Transitioning from Homeschooling to College
Written by: Sarah Smith '22
There are many misconceptions about homeschooling, including the notion that homeschooled students are not as prepared for college as students taught in a regular classroom.
The reality is that homeschooled students are often more than ready for college once they graduate from high school due to the nature of their curriculum. By the time they reach high school, many students are responsible for completing their learning activities without a teacher looking over their shoulder, submitting their assignments on time, and balancing and scheduling their time—all skills required regularly in college. Additionally, many have part-time jobs, as do many college students, so being responsible for their own time is nothing new.
During high school, I was taking dual enrollment courses (college-level courses in high school) in addition to my regular high school courses. At one point, I was balancing 12 dual-enrollment credits with two Math courses and working 20+ hours at a part-time job. When I came to York College, despite now taking 15 credits at a time, I found the transition relatively easy as I’d already been balancing a college-level schedule for two years.
I took my dual-enrollment credits asynchronously (I could learn on my own schedule) at Harrisburg Area Community College (HACC). Many other homeschoolers in my shoes did the same thing. In fact, a big reason why I chose York College is because it accepted all my transfer credits (35), which allowed me to skip my entire first year of college. That was a huge advantage of homeschooling—and the College recognized it, making sure all that time I spent studying at the college level in high school was acknowledged.
York even made submitting my transcript easy. All I needed to do was submit an evaluator-approved high school transcript from my homeschool courses, as well as my HACC transcript, to the Admissions Office.

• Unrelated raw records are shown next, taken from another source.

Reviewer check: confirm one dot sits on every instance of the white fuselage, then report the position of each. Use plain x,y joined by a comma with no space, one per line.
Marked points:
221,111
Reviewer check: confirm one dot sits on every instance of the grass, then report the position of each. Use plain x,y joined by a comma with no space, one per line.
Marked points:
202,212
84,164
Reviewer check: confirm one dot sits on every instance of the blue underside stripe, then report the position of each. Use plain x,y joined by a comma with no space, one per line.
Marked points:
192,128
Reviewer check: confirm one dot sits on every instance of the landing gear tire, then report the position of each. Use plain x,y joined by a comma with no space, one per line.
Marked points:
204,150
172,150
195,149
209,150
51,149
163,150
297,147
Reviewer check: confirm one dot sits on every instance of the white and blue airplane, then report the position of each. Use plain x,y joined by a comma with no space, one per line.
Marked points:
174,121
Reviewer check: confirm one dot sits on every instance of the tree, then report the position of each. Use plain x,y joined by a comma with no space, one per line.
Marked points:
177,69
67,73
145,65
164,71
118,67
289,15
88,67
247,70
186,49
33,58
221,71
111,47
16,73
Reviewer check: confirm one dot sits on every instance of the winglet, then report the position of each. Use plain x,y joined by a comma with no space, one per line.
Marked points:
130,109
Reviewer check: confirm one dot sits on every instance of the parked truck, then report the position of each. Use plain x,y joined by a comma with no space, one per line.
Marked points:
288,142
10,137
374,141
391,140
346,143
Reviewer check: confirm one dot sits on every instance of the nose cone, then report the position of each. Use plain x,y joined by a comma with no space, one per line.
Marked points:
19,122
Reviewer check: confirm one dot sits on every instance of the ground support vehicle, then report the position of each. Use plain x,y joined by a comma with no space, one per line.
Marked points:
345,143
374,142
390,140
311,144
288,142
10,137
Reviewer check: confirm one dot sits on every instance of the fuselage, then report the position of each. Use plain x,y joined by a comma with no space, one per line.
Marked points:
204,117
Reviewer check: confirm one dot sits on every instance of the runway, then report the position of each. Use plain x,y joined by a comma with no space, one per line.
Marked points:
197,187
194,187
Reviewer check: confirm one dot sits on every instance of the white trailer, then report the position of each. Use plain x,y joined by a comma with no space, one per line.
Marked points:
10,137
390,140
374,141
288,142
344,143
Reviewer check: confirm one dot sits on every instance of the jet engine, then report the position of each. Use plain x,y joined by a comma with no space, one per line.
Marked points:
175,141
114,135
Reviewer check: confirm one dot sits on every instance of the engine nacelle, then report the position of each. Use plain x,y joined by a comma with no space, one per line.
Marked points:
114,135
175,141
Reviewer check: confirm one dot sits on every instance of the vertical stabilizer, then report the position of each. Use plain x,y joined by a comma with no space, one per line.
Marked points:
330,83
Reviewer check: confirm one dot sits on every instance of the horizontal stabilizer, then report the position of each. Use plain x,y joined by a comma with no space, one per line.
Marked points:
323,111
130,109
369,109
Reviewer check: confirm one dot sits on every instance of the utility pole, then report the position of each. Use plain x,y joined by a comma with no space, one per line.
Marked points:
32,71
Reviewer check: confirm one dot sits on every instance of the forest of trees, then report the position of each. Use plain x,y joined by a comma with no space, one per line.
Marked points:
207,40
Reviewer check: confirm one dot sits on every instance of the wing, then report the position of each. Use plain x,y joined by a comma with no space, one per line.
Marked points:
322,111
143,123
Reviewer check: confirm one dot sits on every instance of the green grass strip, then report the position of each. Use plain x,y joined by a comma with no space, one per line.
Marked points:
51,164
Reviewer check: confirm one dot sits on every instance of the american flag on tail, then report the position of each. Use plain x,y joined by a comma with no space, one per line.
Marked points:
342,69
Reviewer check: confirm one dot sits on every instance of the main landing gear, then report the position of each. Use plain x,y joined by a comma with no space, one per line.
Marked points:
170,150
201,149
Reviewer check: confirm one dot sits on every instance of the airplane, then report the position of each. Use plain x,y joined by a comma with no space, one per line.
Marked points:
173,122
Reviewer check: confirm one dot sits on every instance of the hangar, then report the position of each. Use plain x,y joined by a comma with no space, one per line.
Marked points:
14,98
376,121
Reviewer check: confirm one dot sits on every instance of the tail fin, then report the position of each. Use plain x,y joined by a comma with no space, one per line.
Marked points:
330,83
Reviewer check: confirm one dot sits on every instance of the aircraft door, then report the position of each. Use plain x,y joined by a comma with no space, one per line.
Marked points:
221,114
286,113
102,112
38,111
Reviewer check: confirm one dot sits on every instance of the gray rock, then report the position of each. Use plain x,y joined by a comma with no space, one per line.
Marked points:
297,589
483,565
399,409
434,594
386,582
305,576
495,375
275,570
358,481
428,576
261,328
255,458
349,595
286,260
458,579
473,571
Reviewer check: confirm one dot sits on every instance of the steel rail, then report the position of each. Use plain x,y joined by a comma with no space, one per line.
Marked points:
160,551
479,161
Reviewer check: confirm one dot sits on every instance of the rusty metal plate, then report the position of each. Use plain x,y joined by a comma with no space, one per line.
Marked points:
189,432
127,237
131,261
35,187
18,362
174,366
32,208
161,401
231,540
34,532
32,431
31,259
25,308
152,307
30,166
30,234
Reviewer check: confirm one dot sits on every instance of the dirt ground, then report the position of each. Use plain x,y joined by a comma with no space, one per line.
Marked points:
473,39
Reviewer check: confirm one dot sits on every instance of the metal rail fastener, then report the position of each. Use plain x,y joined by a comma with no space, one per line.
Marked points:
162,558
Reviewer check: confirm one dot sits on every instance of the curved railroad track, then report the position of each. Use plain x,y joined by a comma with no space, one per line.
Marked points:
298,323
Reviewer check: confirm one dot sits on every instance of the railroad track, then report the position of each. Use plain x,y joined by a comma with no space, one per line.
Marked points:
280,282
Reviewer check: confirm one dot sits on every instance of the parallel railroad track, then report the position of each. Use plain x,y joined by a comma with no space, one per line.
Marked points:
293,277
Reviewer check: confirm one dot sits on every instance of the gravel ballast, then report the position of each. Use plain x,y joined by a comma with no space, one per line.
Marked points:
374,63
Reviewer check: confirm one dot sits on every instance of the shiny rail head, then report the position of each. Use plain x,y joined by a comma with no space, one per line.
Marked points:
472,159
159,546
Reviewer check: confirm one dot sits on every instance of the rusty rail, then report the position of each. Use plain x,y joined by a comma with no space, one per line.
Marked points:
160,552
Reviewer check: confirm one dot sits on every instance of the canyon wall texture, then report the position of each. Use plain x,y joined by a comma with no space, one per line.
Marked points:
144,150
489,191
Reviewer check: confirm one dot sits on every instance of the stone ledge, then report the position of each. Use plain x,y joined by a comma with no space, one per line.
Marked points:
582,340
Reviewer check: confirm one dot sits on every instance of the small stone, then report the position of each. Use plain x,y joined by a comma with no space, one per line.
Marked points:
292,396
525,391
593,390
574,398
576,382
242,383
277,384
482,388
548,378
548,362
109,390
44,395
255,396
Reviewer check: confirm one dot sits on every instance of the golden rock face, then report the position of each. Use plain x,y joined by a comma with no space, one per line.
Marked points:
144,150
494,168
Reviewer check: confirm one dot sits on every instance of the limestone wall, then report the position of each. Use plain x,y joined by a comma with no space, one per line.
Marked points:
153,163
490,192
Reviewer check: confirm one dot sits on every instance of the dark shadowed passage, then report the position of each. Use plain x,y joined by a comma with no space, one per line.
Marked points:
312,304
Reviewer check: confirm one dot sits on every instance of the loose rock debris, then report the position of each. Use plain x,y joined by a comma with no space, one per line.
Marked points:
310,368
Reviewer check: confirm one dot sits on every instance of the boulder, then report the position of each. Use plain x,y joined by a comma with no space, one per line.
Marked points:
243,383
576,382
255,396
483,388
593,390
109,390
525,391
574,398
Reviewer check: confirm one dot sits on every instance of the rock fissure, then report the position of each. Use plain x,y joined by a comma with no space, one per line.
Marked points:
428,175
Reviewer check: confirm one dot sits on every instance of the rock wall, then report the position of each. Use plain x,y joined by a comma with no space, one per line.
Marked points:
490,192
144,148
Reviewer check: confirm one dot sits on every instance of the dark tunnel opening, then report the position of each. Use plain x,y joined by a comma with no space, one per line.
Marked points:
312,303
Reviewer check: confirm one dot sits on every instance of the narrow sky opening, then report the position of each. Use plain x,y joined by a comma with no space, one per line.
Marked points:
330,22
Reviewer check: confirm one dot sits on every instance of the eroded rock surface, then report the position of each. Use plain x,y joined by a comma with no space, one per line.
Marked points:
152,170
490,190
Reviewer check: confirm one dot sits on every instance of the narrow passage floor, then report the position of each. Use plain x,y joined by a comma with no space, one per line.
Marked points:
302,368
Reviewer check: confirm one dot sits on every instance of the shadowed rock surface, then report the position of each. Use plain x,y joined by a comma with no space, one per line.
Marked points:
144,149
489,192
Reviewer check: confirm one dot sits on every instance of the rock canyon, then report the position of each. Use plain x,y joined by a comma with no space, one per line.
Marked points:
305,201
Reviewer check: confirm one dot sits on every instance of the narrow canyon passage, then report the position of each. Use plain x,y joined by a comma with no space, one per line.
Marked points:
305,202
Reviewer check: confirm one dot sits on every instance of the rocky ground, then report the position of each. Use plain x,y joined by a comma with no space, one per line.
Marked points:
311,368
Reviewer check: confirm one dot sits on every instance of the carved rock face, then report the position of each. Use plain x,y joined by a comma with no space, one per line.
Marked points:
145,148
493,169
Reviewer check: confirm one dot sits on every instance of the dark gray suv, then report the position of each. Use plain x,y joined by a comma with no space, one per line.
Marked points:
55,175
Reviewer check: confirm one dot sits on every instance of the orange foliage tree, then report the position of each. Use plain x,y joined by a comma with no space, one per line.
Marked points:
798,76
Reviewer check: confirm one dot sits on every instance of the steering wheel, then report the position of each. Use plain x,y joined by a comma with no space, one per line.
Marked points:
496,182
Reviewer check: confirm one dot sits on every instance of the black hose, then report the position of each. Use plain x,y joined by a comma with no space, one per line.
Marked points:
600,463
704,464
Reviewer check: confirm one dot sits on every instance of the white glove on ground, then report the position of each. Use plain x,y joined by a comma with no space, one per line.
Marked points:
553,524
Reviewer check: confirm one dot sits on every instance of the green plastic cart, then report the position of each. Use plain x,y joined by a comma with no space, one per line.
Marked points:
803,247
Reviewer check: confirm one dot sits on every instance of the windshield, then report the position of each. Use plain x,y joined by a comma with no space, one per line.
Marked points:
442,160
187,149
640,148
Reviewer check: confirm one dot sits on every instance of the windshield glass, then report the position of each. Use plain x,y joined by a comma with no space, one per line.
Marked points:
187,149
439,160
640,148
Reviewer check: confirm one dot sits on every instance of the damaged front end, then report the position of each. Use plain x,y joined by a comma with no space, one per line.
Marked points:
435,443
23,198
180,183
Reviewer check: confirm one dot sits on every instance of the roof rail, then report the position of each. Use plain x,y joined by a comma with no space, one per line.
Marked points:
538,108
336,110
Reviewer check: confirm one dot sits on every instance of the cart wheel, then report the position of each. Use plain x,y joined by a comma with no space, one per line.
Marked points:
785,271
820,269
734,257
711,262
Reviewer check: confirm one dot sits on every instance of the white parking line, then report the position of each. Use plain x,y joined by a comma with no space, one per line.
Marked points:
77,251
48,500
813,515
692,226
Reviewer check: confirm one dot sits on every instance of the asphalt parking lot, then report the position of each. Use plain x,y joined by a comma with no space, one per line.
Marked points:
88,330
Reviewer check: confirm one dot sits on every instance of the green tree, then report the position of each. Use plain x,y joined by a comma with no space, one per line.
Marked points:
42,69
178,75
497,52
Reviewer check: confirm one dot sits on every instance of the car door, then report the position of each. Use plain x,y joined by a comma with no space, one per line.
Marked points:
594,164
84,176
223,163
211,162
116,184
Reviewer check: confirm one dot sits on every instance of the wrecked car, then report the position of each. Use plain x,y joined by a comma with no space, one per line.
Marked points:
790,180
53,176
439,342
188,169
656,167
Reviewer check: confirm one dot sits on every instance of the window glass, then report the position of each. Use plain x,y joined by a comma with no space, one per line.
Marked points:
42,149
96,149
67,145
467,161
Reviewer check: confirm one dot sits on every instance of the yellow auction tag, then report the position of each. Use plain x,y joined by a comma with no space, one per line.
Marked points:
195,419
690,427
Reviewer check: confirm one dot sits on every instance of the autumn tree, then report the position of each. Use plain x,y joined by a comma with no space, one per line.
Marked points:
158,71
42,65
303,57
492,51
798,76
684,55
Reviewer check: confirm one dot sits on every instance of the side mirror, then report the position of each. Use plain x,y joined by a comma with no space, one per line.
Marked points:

One of the best ways homeschooling prepared me for college was time management. In addition to high school classes, I worked 20 to 30 hours a week at various part-time jobs. Plus, the college courses I was taking at HACC were asynchronous, but just like a regular college student would, I had deadlines to turn in assignments and complete tests, so I didn’t have the time not to manage my time effectively.
When I got to college at York, I was already used to reviewing syllabi for deadlines and assignment due dates so I could manage them with my work schedule. That wasn’t anything that I hadn’t experienced before. I knew that if I had a chunk of time before work, I had to prioritize assignments in that time so that I could keep on top of everything.
There were, however, a few unexpected challenges going into college as a homeschooler. One of the biggest things I was not used to was learning in a public environment. Being around so many other people in a noisy space and having to work in group projects (in person) was culture shock for me. At York College, smaller classes of 25 students or less and opportunities to personally connect with my professors helped me ease into this environment.
Socializing is another challenge that we homeschooled students might face during pre-college years. Although there are plenty of opportunities for us to get involved in our local communities and even at our local schools, it’s an extra challenge that we face that a student in a public school wouldn’t.
When I came to York College, I was used to focusing on my education, work life, and future career. Even if I hadn’t wanted to get involved in extracurricular activities, working with other people on group projects and class assignments, as previously mentioned, was necessary. Aside from exposure to these situations, which naturally helped me learn how to communicate and work with others, getting involved in other activities outside of classes helped immensely, and York made that easy for me.